The children’s vocation, and the parents’
Faith by its very nature is a free act that cannot be imposed, even indirectly, by “irrefutable” arguments. Believing is a gift grounded in the mystery of God’s grace and each one’s free response. Therefore Christian parents need to pray diligently for their children, asking that the seed of faith they are planting in their souls may grow and produce fruit. Often the Holy Spirit will use these holy desires to bring forth from within Christian families a great variety of vocations, for the good of the whole Church.
A child’s vocation may require parents to give up plans they have made that are dear to their hearts. “No sooner is a child born than his mother starts thinking about how to marry him off to so-and-so and how they’ll do this or that. The father is thinking about the career or business he’ll get his son into. Each creates their own ‘novel,’ an enchanting rose-colored novel. Later, the child grows up to be bright, and good, because his parents are good, and he tells them, ‘That novel of yours doesn’t interest me.’”[11]

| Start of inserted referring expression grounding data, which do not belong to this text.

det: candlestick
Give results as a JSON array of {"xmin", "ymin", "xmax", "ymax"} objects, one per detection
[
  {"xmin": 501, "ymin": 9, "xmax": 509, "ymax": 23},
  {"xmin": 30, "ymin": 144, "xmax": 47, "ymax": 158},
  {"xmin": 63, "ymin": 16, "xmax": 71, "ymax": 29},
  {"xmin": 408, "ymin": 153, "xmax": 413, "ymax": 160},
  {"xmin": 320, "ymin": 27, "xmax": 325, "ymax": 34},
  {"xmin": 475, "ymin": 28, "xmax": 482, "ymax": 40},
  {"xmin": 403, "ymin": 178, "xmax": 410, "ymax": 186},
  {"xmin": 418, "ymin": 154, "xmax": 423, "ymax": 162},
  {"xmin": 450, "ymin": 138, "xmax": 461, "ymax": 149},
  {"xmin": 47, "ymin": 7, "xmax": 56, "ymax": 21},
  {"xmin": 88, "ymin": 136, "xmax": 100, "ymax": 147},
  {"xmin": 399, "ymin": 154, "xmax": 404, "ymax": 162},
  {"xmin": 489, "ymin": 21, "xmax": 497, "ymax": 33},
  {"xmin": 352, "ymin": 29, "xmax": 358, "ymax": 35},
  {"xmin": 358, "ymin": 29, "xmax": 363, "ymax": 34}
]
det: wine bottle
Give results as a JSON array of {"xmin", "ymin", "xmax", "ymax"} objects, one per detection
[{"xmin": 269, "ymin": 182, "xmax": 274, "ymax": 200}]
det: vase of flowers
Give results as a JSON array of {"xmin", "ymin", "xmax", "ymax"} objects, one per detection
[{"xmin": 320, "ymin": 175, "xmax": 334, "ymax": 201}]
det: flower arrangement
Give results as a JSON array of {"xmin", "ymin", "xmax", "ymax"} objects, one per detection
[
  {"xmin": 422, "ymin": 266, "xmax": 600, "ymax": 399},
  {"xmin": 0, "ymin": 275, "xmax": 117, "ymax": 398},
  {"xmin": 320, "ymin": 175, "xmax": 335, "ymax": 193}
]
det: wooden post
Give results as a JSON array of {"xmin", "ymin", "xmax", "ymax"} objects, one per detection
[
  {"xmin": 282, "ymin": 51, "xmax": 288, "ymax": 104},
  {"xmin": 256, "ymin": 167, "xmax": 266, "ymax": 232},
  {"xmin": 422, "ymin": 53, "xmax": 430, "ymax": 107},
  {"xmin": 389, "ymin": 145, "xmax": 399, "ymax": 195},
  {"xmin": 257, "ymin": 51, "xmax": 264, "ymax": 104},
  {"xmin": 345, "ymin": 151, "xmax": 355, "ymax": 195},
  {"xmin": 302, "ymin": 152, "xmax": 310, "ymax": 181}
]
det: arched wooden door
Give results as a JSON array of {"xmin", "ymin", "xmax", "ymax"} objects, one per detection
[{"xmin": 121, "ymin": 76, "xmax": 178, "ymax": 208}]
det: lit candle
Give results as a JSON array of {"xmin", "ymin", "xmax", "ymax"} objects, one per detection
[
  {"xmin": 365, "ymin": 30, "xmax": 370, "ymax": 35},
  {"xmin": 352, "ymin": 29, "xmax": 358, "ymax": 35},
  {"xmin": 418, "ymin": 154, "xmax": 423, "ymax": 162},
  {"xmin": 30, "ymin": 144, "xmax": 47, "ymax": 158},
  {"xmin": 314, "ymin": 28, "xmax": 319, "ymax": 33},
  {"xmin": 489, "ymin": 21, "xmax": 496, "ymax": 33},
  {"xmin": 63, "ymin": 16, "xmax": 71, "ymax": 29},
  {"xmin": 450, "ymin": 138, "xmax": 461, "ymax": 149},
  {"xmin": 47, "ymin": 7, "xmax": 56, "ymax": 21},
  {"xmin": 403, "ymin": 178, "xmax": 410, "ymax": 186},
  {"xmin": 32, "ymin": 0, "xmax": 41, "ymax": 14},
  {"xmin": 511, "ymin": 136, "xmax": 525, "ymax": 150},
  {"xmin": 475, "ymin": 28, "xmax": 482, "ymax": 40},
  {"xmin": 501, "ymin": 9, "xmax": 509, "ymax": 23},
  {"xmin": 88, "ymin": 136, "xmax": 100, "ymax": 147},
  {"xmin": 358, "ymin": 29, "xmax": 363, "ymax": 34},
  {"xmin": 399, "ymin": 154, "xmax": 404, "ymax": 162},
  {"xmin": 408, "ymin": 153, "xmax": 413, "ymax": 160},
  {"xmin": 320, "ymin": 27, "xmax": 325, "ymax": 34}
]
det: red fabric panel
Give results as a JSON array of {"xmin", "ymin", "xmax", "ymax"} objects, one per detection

The vocation of one’s children is part of the wonderful vocation of motherhood and fatherhood. It could even be said that a child’s vocation is twofold: that of the child who gives himself or herself to God and that of the parents who give their child to God. And sometimes, the merit of the parents is even greater than that of their child, since God has asked them to give up what they love the most, and they do so joyfully.
Thus a child’s vocation becomes “a reason for holy pride,”[12] which leads parents to assist them with their prayers and affection. As Blessed John Paul II stressed: “Make sure you are open to vocations in your family. Pray that, as a sign of his special love, God may deign to call one or more members of your family to serve him. Live your faith with a joy and fervor that will encourage vocations. Be generous if your son or daughter, your brother or sister, decides to follow Christ by a special path. Help their vocation to take root and grow strong. Give your wholehearted support to the choice they have freely made.”[13]
The decision to give oneself to God springs forth naturally from the seedbed of a Christian upbringing, and can even be seen as its culmination. Nurtured by the parents’ loving care, the family thus becomes a true domestic Church,[14] in which the Holy Spirit bestows his charisms. In this way, the parents’ educational role reaches out beyond the confines of the immediate family circle to become a source of divine life in environments previously closed to Christ.
A. Aguiló
Footnotes:
[1] The Forge, 918.
[2] John Paul II, Apostolic Exhortation Familiaris Consortio, 22 November 22 1981, 60.
[3] Furrow, 963.
[4] Benedict XVI, Address to the Ecclesial Convention of the Diocese of Rome, 13 June 2011.
[5] Furrow, 198
[6] Christ is Passing By, 23.
[7] Second Vatican Council, Past. Const. Gaudium et Spes, 36.
[8] Bishop Javier Echevarria, Pastoral Letter, 1 June 2011
[9] St. Thomas Aquinas, S. Th II-II, q. 11, a.1: “Now, because he who believes adheres to the word of someone else, that which seems primary and which seems to play the role of end in any belief is the person whose word one adheres to. The truths that we know because of this adherence seem almost secondary.”
[10] Rev 2:17.
[11] St. Josemaria, Notes taken during a family get-together, 4 September 1972.
[12] The Forge, 17.
[13] John Paul II, Homily, 25 February 1981.
[14] Cf. Second Vatican Council, Dogmatic Constitution Lumen Gentium, 11.